Procore Technologies, Inc., together with its subsidiaries, provides a cloud-based construction management platform and related products and services in the United States and internationally. Its platform enables owners, general and specialty contractors, architects, and engineers to collaborate on construction projects. The company offers Preconstruction that facilitates collaboration between internal and external stakeholders during the takeoff, planning, budgeting, estimating, bidding, design, and partner selection phases of a construction project and Project Execution, which enables collaboration, information transmission and storage, and safety regulation compliance for teams on the jobsite and in the back office. It also provides Resource Management, that helps customers to schedule, track, and forecast workforce and equipment productivity, improve time management, communicate with workforces, optimize procurement and movement of materials, and manage profitability on construction projects; and Financial Management, which provides customers with visibility into the financial health of their individual construction projects and portfolios, as well as facilitates untethered access to financial data, and support payments between key stakeholders. The company serves owners, general contractors, and specialty contractors operating in the residential and non-residential segments of the construction industry. The company sells its products online through computers, smartphones, tablets, web browser, and mobile application available for iOS and Android platforms. Procore Technologies, Inc. was formerly known as Butterfly Lane, Inc and changed its name to Procore Technologies, Inc. in May 2002. The company was incorporated in 2002 and is headquartered in Carpinteria, California.
Procore Technologies, Inc. (PCOR) reported trailing twelve months revenue of $1.37B as of March 2026, a 14.9% increase year-over-year. Quarterly revenue reached $359.28M, reflecting continued top-line momentum.
Procore Technologies, Inc. reported a TTM net loss of $76.89M, with quarterly EBITDA of $13.50M. The operating margin expanded from -11.7% to -4.4%, suggesting improving cost efficiency and pricing discipline.
The spread between operating margin (-4.4%) and net margin (-2.5%) indicates tight cost control with minimal non-operating drag. Net margin has improved from -10.6% a year ago, signaling stronger bottom-line efficiency.
PCOR trades at a P/S of 6.1x. The price-to-book ratio of 7.0x indicates a significant premium over book value.
The company generated $8.33M in free cash flow over the trailing twelve months, a 47.5% decrease year-over-year, indicating strong cash generation ability. Data based on the most recent quarterly reports.
Competitive analysis based on 21 quarters of fundamental data
Operating margins are under pressure, averaging -10.2%. The business may lack pricing power or face rising costs.'
ROE is low or negative, suggesting limited competitive advantage or capital allocation challenges.
Only 5 of the last 8 quarters had positive FCF — the business may require external capital to sustain operations.

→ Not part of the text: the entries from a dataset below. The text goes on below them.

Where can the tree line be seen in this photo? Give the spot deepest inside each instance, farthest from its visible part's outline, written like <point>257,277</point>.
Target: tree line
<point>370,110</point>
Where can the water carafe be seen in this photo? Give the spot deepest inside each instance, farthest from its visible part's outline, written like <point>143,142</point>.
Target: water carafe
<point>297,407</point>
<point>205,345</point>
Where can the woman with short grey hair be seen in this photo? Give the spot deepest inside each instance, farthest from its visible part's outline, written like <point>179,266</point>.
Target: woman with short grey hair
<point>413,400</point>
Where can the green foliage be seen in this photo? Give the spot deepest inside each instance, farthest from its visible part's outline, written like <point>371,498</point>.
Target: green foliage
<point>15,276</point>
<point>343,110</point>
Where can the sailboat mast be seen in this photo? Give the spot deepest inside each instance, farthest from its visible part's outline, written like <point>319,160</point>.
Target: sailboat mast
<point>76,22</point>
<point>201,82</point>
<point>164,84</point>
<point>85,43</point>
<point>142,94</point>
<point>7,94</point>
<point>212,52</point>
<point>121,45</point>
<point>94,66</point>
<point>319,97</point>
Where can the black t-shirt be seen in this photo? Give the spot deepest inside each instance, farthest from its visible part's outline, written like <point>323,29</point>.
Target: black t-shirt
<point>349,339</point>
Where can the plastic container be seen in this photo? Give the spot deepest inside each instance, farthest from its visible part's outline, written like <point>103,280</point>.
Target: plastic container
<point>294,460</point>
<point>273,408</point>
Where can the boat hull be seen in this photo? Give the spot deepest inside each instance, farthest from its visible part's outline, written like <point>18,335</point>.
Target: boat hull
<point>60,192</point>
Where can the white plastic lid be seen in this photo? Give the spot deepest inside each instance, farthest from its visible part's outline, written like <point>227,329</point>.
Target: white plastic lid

TTM revenue has grown consistently (7 of 7 quarters up), with ~29.1% growth over the period. Strong demand durability.
Data-driven red flags and warnings across 21 quarters
The company posted negative operating margins in recent quarters — core operations are unprofitable.
FCF consistently trails net income (avg -0.2x) — earnings may be inflated by non-cash items or aggressive accounting.
Limited debt-to-equity data available.
Revenue is stable or growing over recent quarters — demand appears durable.
FCF turned negative in 3 of the last 8 quarters — occasional cash consumption.
Shares outstanding rose 2.7% — mild dilution. Compare to earnings growth to assess net per-share impact.